Understanding the strengths and weaknesses of various geographic areas will allow emergency
management planners to target each area with the most appropriate type of assistance, in order
to reduce overall vulnerability.
A key strategy of climate change adaptation is to decrease vulnerability and risk through land
use and development practices that are responsive to the climate change impacts. Strategies
include a combination of avoiding or moving back from vulnerable locations (such as those
prone to flooding and erosion), employing designs that take into consideration challenging
conditions (such as elevating structures where flooding might occur) and protecting valuable
infrastructure or spaces (with natural or engineered barriers) when other options are not practical
for the circumstance or available. The main concern is to reduce the risk to people and property
and to protect the natural processes and structures that provide resilience to impacted
environments. Understanding the extent of impacts and vulnerability and having the planning
and management tools available to respond are key elements of adaptation capacity.
The Municipality of the District of Lunenburg has varied capacity with its current governance,
administrative and legislative structures and tools to adapt to coastal climate change impacts.

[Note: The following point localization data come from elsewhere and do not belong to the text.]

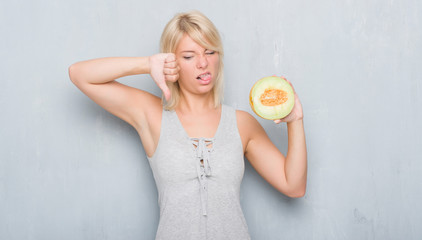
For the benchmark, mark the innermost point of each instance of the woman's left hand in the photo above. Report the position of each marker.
(296, 113)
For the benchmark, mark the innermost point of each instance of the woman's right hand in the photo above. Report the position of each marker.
(163, 68)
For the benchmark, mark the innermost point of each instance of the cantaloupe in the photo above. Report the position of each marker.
(272, 98)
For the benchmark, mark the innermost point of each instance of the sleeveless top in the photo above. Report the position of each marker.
(198, 181)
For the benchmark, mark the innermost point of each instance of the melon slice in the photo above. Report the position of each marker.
(272, 98)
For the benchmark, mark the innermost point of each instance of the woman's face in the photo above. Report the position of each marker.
(198, 66)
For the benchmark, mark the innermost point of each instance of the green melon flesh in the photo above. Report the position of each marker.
(272, 98)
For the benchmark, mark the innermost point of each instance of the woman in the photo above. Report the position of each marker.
(195, 145)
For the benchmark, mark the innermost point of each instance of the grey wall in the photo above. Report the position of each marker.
(70, 170)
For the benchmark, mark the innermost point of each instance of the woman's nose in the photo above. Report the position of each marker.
(202, 61)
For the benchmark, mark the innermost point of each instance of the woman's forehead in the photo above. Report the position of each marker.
(187, 44)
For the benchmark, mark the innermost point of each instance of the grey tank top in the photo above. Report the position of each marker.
(198, 181)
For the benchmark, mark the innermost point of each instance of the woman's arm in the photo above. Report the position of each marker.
(96, 78)
(287, 174)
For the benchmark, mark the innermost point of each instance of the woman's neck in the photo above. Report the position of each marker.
(196, 103)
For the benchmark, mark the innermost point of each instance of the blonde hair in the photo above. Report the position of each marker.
(202, 31)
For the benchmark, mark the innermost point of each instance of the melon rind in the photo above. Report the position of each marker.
(271, 112)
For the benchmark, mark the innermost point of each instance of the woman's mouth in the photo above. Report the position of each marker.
(204, 78)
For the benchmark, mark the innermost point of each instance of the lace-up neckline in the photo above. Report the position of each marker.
(202, 149)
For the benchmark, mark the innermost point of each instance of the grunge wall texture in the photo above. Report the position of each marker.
(70, 170)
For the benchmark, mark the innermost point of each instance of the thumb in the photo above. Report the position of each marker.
(166, 91)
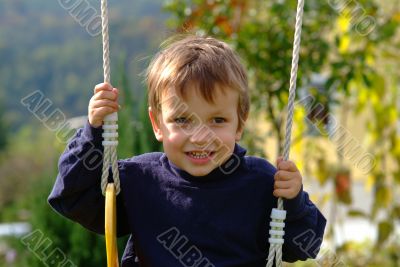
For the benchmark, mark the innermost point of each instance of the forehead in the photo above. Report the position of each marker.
(222, 100)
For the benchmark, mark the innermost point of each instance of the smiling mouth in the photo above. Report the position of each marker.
(200, 154)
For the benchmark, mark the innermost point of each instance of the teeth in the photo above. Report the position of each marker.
(198, 155)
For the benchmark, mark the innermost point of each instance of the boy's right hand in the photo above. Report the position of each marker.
(103, 102)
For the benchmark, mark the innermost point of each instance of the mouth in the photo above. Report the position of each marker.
(200, 154)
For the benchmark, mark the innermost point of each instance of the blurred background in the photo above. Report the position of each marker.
(346, 135)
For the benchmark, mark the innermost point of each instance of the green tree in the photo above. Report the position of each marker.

The municipality has strengths in its governance and administrative capacities. There is a
generally high level of awareness among council members and municipal staff regarding climate
change and its impacts in the Municipality. Many have become attuned to climate change
through the ACAS projects but, even prior to these projects, also through the integrated
community sustainability plan (ICSP) making process. Staff is highly trained in climate change
impacts and aware of planning tools and best practices for implementing adaptation. The
Municipality operates jointly with other municipalities or agencies in initiatives of direct relevance
to climate change adaptation (notably emergency response planning). For planning initiatives,
the Municipality identifies climate change adaptation as an objective in its ICSP, has taken full
advantage of the ACAS program, and is underway with its Municipal Climate Change Action
Plan. In formal plans and legislation, the Municipality’s strongest tools are the Open Space
Strategy and the zoning and land use by-laws for coastal land protection, and environmental
protection in the secondary plans of three coastal communities. Otherwise, the Municipality must
rely on provincial legislation for the remainder of the municipality to achieve some protection of,
at the very least, sensitive coastal environments.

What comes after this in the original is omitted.